PNC Financial Services Group Inc. (NYSE: PNC) reported lower-than-expected 2016 first quarter results prior to Thursday`s market trading. Opening price of the Pittsburgh-based bank decreased 2.47% to $83 per share following the announcement.
PNC reported a 1.8 percent year over year drop in revenue to $3.67 billion, which lagged Zacks consensus estimate of $3.77 billion and Thomson Reuters consensus estimate at $3.75 billion. The quarterly earnings per share also fell 4 percent to $1.68 from $1.75 in the same period last year, missing Thomson Reuters consensus estimate of $1.70.

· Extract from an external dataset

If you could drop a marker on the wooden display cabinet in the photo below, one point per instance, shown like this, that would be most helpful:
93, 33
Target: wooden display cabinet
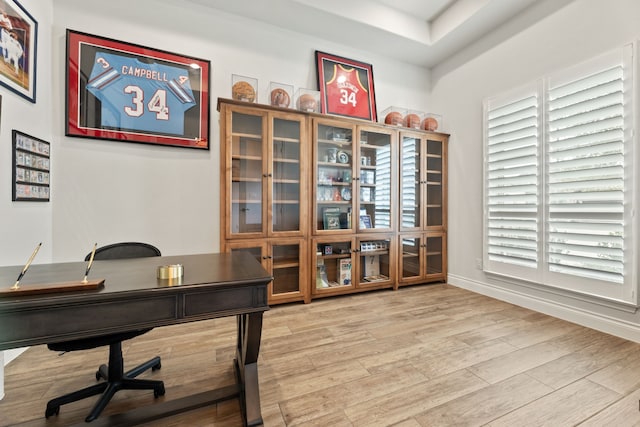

This is PNC`s first lower-than-expected results after four sequential earnings surprise history. The company surpassed the Zacks Consensus Estimate by an average of 4.8% in the prior four quarters. Results of the decrease were primarily affected by lower non-interest income due to weakness in equity markets and reduced capital markets activity. “PNC had solid first quarter earnings that were impacted by weaker equity markets and related fees, and continued deterioration in energy related credits,” said William S. Demchak, PNC’s chairman and chief executive, "We lowered expenses, maintained a strong balance sheet and continued to return capital to shareholders. We also saw good underlying trends in our businesses to start the year, and we expect that momentum to continue in 2016.”
Other retail banks faced similar problems with PNC. Wells Fargo & Co. reported the 5.2 percent decrease in net income. The first-quarter profit of Bank of America even plummeted 13 percent percent from a year ago. All these banks` earnings were narrowed by troubled loans in the energy industry.